The results of our study suggest that the relationship between low vitamin D and ABI as a marker of subclinical arterial disease is due to an independent effect of vitamin D deficiency on the arterial wall. The vitamin D receptor, which mediates the actions of vitamin D, has been found to have a broad tissue distribution, including the cardiovascular system (cardiomyocytes, vascular smooth muscle cells and endothelium) and the immune system (antigen presenting cells, T cells) [17, 43, 44]. The actions of vitamin D on the arterial wall include reduction of smooth muscle cell proliferation and a decrease in vascular inflammation (reduction of pro-inflammatory cytokines such as interleukin-6 (IL-6) and tumor necrosis factor (TNF)-α; increased secretion of the anti-inflammatory cytokine IL-10) [45-47]. Moreover, Chitalia et al. demonstrated an association between abnormal vascular endothelial function and vitamin D deficiency in non-dialysis CKD patients using brachial artery flow mediated dilation [48]. Thus, vitamin D seems to be a key player in the atherosclerotic process and an important target for treatment in the context of CKD.

Our study is limited by the relatively small population and the cross-sectional design, which may impede us in identifying other links between vitamin D deficiency and CV risk factors. Furthermore, our results can only suggest a relationship between vitamin D status and arterial disease and not prove causality.
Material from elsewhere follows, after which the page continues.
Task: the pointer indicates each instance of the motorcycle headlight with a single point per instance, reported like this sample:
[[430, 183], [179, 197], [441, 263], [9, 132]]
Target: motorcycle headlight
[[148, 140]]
Several potentially confounding factors could have influenced our analysis, the most important being the age difference between the two groups, diet and sunlight exposure. However, vitamin D deficiency was associated with a pathologic ABI independent of age in the logistic regression model. Moreover, the patients in the studied groups had similar renal function, which additionally suggests the independent effect of vitamin D on the arterial wall. Blood pressure comparison could have been biased by therapy, since all of our hypertensive patients had well-controlled blood pressure.

In conclusion, the current study shows a high prevalence of vitamin D deficiency in non-dialysis CKD patients. Furthermore, our results suggest an association between low vitamin D status and subclinical peripheral arterial disease, independent of other non- and traditional cardiovascular risk factors.